Getting into and navigating through medical school can be challenging for anyone, but Julia Rodes refuses to let anything get in the way of her being successful at Medical University of South Carolina (MUSC), not even being a spinal cord injury person (SCIP).
An article on the MUSC website said Rodes, a first-year student, became a part of the school's Class of 2021 while in a standing wheelchair that accommodates her on her academic journey. Her high-tech chair gives her the ability pursue such scholarly activities as lab work with more ease.
“Of course, the technology is amazing,” Rodes said in the article. “I’m completely suspended and held in place. But I still tire out easily, since my leg muscles are trying to work on their own. So, they spasm when I’m upright. Every 45 minutes or so, I have to lower myself and take a breather.”
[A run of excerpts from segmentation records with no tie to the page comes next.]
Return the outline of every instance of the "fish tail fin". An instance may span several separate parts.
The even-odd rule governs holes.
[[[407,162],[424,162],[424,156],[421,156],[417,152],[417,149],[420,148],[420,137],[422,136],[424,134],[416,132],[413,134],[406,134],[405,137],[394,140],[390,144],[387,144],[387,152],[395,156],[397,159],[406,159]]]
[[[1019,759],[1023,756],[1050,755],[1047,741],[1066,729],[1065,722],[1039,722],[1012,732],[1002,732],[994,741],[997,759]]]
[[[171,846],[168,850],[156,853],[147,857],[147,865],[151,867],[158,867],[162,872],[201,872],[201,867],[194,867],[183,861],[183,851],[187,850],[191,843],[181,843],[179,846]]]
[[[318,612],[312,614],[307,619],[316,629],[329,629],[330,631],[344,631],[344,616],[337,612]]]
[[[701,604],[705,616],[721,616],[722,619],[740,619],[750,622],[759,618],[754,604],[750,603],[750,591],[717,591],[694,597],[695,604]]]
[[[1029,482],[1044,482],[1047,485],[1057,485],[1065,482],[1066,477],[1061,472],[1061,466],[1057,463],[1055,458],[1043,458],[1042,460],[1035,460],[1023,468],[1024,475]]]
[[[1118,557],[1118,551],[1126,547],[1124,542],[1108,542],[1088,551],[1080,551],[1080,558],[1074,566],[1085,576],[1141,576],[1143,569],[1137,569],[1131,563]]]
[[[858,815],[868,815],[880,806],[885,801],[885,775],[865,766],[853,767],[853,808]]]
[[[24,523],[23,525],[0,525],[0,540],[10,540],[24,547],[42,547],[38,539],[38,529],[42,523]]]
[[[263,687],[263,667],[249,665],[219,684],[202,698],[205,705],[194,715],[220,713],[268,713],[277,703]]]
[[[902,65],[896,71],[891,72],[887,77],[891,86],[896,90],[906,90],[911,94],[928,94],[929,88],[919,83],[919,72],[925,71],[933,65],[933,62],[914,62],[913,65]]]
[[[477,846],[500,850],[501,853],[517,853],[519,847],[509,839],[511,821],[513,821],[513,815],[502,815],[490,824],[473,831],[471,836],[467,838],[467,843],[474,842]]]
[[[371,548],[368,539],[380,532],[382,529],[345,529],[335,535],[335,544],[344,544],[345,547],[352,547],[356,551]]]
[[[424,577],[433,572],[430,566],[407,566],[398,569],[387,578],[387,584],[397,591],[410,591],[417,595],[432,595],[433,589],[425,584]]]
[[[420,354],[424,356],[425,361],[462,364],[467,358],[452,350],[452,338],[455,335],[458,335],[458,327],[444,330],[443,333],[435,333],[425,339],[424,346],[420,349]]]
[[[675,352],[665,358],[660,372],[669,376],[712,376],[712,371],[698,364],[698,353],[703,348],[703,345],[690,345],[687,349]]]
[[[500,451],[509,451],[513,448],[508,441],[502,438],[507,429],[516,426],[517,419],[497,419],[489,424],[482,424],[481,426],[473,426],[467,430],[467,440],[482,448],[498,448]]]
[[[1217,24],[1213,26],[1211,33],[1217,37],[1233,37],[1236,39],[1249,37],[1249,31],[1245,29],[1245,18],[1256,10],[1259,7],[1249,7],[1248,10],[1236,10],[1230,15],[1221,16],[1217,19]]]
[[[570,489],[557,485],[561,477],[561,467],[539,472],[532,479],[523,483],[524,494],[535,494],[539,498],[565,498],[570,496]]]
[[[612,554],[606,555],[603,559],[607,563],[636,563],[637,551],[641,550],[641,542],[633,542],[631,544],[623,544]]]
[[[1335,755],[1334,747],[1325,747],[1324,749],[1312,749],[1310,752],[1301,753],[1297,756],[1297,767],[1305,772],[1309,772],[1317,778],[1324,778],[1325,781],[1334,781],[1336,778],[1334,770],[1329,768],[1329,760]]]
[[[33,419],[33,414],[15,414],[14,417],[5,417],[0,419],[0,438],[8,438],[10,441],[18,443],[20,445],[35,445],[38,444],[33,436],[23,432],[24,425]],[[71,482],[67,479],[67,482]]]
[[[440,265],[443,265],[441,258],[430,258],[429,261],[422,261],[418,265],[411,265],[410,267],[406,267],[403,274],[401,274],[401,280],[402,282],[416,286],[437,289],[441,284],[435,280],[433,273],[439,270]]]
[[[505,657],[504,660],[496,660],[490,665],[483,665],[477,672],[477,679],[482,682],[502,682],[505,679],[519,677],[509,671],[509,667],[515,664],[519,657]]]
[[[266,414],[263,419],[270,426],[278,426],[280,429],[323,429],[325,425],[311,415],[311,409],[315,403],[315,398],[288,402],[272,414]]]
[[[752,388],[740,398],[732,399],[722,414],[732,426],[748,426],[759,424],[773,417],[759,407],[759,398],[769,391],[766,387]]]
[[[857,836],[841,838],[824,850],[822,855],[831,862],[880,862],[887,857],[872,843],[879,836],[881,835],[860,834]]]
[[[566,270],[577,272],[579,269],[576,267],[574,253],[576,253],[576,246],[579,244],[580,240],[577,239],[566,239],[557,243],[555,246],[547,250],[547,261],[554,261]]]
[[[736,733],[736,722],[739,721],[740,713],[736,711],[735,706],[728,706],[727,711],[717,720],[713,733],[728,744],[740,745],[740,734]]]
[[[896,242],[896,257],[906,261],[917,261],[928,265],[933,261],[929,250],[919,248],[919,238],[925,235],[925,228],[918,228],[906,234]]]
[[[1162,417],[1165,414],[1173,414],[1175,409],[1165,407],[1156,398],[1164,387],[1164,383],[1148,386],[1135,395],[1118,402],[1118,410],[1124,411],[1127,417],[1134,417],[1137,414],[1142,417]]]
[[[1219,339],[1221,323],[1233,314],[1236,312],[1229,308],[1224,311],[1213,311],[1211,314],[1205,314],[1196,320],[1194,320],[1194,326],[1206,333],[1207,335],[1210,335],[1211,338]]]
The 27-year-old said she has wanted to be a physician ever since she was 12 and allowed to view the family nurse deliver babies, the article said. She was involved in a motorcycle accident six years ago that resulted in a spinal cord injury that put her in a wheelchair. But despite her condition, she lives a full life, traveling the world meeting other SCIPs, studying medicine and excelling at MUSC, the article said.
"Moving forward, key shifts in the public consciousness will revolve around these points: that weakness is actually strength and that the similarities between me and someone without a disability far outweigh the differences,” Rodes said in the article.